Your instinct is correct: don't give orders but rather encourage and gain commitment.
Forget about leading and following - it is fluid, everyone does both and you want to be a great leader and a great follower.
You do not have to know everything. You were promoted into this position because you can figure it out. You will make mistakes and that's okay. Mistakes make great stories just as successes do. Embrace and learn from both.
From this point on, ask questions more often than give responses. Listen more and speak less.
Delegating is hard. You spend countless hours training and transferring your models thinking that you could have completed that required update in one tenth of the time. Think long term and remember, your new job is not to complete everything on your own but rather to help others, your team members learn to do it. Train and help to grow. Now, it is about something bigger than you: others.

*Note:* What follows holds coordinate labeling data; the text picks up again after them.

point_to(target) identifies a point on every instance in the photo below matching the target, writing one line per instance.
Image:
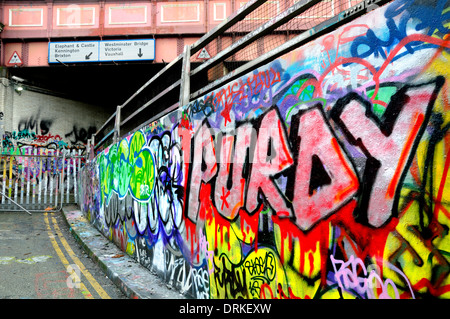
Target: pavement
(134, 280)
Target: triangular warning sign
(15, 59)
(203, 54)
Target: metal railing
(36, 180)
(183, 89)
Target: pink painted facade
(29, 26)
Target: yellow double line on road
(102, 293)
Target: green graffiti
(127, 167)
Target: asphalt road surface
(40, 259)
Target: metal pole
(185, 85)
(15, 202)
(117, 125)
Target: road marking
(80, 265)
(63, 259)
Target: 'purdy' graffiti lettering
(323, 174)
(244, 167)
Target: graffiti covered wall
(320, 175)
(34, 120)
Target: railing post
(185, 85)
(117, 125)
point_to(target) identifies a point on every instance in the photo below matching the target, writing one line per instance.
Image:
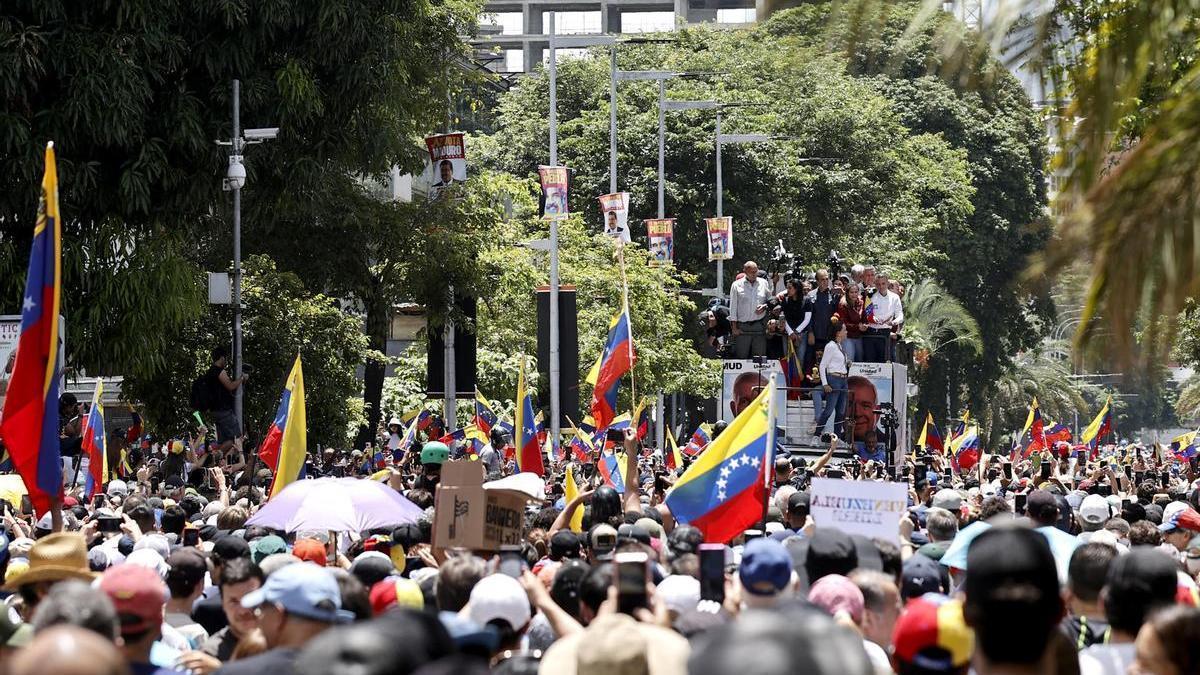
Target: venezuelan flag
(95, 443)
(616, 359)
(930, 437)
(286, 444)
(724, 490)
(527, 451)
(571, 490)
(1099, 428)
(30, 426)
(673, 458)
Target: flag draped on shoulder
(1099, 428)
(30, 418)
(527, 449)
(616, 359)
(724, 490)
(95, 443)
(286, 444)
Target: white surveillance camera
(235, 177)
(265, 133)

There will be tough situations you don't anticipate now: complaints against your reports, performance issues, conflicts, personal issues of other people that you need to deal with (occasionally crying too). Inconveniences? Hardly. Stay calm under every circumstances so you can stay in control. Don't distance yourself - this is what leaders do. All the time.
Slow down and be a leader that you would want to have.
Your future self
Now it's your turn. Take a notepad and a pen. What advice would you give your younger self if you could go back 3, 5 or 10 years in time?
When you are ready, read it carefully and pay attention to the tone and analyze your mindset. Are you your best friend or your own enemy? Do you regret your mistakes or do you embrace them?